Als sie jedoch ein letztes Mal zu der großen, aufrechten Gestalt blickte, die alle anderen Wartenden um ein gutes Stück überragte, fiel Tina glücklicherweise ein, dass sie noch nie getan hatte, was andere für richtig hielten.
Und so blieb sie, beobachtete, wie er sich Meter um Meter der Absperrung näherte, und ertappte sich dabei, noch immer nach einer Möglichkeit zu suchen, ihn in der letzten Sekunde aufzuhalten.
… oder eben mitzufliegen. Während ihr anderer, nicht verträumter und logischer Teil anhaltend wisperte, dass sie sich total dämlich aufführte. Na, und? Es hörte ja niemand!
Bald stellte sich heraus, dass ihre Eingebung, nicht zu gehen, eine gute gewesen war. Daniel schien mit nichts anderem gerechnet zu haben, denn erst, als er die erste Sicherheitsschranke bereits passiert hatte, sah er sich ein letztes Mal zu ihr um.
»Hey, Hunt!«
»Was ist denn noch, Grant?«
Grinsend fingerte er in der Brusttasche seines Parkas und zog kurz darauf ein kleines, silbern eingeschlagenes Päckchen hervor. »Fang!«
Und Tina fing, mit einer lässigen Hand, die Zeiten hatten sich eben tatsächlich geändert.
Daniel grinste ein letztes Mal und war endgültig verschwunden.
* * *
s war ein simpler MP3-Player.
Auf der Fahrt nach Hause lauschte Tina den darauf befindlichen Liedern.
Es waren nur zwei.
Daniel besaß ein verdammt gutes Gedächtnis, denn eines war jener Song, zu dem sie vor Ewigkeiten in Ithaka zum ersten Mal küssten, bevor sie ein letztes Mal gemeinsam in ihr Appartement gefahren waren. Es fühlte sich tatsächlich an, als wäre dies in einem anderen Leben geschehen.

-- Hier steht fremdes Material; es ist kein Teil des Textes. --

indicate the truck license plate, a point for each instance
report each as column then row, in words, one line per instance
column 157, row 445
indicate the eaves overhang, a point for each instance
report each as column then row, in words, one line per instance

Bei dem zweiten Lied handelte es sich um ...
… nun ja, ihres.
Jenen traurig, schönen Song, den Daniel ihr so freimütig geschenkt hatte. Grinsend fragte Tina sich, ob die Band auch schon von ihrem Glück wusste. Na, schön, wenn nicht, war das kein großartiges Problem. Die Wahrheit würde auf ewig ihr Geheimnis bleiben.
Mit einem Anflug von Wehmut betrat sie etwas später das leere Appartement.
Noch war er nicht verschwunden, der Duft seines Aftershaves verweilte in der Luft und seine benutzte Kaffeetasse stand im Geschirrspüler.